ThomasKraft notifications@github.com schrieb am Sa., 31. Aug. 2019, 15:22:

It is possible that I am misunderstanding and in fact they do not differ. I was basing the idea that they are different on the notion that a hurdle model is equivalent to running to separate models and combining the posteriors (one for zero/nonzero and the other for gamma distributed nonzero data) and the fact that the authors of the linked paper seem to make an explicit distinction between their modelling approach and a "separate regression models" approach. One benefit they promote is the ability to measure correlations within an individual random intercept effect between the nonzero and zero parts of the model. But perhaps that is captured in the hurdle_gamma structure already available? See text below for description from paper:

"This paper presents a unified Bayesian analysis of variation in human foraging returns. Variation in these data arise from differences in age, skill, and hunt duration, as well as many unmeasured and un-modeled factors. Instead of coercing the outcome measure, kilograms of meat returned to camp, into a convenient distribution, we modeled these returns using a two-process zero-inflated gamma mixture model. The benefit of this additional complexity is that we are able to discuss risk as well as average returns within the same model. When analyses focus on only one part of the mixture, whether zeros or non-zeros, or average across trips to blend zeros and non-zeros together, information is lost. In addition, the models estimate the correlation between the components of hunting returns, a superior approach to running separate regression models on zero and non-zero outcomes, because it allows information about failures to inform estimates about harvests, and vice versa"
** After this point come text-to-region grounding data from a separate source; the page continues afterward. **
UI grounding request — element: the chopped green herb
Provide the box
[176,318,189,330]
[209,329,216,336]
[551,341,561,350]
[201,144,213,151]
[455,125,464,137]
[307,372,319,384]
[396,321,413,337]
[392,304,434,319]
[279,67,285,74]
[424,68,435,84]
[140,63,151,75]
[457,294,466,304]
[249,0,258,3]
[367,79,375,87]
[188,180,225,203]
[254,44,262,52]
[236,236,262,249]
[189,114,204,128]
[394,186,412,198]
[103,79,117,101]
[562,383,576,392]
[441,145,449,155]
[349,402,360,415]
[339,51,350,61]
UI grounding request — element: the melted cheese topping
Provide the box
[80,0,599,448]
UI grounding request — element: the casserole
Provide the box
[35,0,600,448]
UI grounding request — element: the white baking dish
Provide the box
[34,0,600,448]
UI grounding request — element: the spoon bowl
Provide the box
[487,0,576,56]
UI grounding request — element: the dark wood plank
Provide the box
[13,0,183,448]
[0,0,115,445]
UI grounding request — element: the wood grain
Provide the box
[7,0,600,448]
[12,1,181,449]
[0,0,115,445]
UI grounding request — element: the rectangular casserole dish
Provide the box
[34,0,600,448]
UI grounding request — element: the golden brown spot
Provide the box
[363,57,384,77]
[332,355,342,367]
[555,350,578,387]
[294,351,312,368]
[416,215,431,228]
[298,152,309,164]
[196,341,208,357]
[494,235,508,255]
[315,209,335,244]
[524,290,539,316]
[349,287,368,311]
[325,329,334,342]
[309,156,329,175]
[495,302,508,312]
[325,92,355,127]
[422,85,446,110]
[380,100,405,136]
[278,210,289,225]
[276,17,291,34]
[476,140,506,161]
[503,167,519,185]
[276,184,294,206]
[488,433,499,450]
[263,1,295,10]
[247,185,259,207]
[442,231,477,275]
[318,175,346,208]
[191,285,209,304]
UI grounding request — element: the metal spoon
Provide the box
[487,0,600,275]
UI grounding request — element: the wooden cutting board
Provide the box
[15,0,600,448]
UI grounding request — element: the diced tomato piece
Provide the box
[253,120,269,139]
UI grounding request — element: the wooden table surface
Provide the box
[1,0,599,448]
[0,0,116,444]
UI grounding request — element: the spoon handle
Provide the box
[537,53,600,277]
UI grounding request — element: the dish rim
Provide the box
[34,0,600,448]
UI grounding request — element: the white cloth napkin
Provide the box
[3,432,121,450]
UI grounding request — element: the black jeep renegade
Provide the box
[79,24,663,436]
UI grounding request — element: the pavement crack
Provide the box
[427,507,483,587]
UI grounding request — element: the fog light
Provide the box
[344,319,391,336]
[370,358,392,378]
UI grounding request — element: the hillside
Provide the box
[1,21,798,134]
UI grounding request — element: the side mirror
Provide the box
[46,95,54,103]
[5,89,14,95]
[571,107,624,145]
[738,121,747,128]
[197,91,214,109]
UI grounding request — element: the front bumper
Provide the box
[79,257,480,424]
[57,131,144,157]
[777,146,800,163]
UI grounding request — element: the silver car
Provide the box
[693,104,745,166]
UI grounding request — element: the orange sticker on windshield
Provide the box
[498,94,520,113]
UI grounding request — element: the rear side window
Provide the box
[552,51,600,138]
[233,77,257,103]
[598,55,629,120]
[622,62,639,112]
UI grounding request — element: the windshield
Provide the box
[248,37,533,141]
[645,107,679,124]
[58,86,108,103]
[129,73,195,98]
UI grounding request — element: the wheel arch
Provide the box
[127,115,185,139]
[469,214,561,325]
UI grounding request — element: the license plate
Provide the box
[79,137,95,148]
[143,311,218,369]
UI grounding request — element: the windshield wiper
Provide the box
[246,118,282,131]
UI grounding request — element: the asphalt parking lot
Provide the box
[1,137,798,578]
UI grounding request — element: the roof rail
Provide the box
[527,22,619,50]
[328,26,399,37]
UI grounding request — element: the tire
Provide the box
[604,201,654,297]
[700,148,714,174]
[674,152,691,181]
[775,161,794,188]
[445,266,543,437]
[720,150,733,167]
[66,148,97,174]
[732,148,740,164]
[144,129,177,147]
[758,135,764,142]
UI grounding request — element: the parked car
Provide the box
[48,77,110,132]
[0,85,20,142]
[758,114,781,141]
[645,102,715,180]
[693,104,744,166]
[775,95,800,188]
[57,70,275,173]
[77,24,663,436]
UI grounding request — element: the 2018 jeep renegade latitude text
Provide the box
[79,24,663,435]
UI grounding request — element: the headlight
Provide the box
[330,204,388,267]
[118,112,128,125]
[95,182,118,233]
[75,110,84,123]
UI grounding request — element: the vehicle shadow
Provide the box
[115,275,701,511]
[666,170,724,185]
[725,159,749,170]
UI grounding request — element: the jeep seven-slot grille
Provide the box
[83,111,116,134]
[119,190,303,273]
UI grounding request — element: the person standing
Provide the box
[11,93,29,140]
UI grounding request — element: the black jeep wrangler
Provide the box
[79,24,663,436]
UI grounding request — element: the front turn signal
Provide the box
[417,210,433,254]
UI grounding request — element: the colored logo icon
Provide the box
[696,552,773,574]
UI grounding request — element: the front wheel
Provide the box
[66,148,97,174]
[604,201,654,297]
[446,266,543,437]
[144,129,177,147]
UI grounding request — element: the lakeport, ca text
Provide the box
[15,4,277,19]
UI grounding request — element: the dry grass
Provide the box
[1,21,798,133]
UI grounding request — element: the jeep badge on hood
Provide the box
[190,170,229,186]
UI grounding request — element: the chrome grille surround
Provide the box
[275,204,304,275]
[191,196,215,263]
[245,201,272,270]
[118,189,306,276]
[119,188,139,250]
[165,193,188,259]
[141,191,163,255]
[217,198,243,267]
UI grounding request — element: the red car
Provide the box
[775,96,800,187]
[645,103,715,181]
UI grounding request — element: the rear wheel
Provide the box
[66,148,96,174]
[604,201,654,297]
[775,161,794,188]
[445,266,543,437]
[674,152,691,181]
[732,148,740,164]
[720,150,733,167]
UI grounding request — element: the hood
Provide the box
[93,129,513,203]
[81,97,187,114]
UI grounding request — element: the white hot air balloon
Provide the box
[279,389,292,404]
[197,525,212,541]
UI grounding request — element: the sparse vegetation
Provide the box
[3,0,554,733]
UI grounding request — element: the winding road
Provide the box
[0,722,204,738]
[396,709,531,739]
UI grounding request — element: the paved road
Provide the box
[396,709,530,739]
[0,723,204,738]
— You are receiving this because you commented. Reply to this email directly, view it on GitHub https://github.com/paul-buerkner/brms/issues/742?email_source=notifications&email_token=ADCW2ABR6OM7UCQNE6VMK6TQHJWBXA5CNFSM4ISQNW52YY3PNVWWK3TUL52HS4DFVREXG43VMVBW63LNMVXHJKTDN5WW2ZLOORPWSZGOD5TMVZA#issuecomment-526830308, or mute the thread https://github.com/notifications/unsubscribe-auth/ADCW2AFVL5X3Y3RELRPMK7TQHJWBXANCNFSM4ISQNW5Q .

ThomasKraft commented 5 years ago

Ah OK, very sorry about the confusion and for wasting your time. Thank you for clarifying Paul!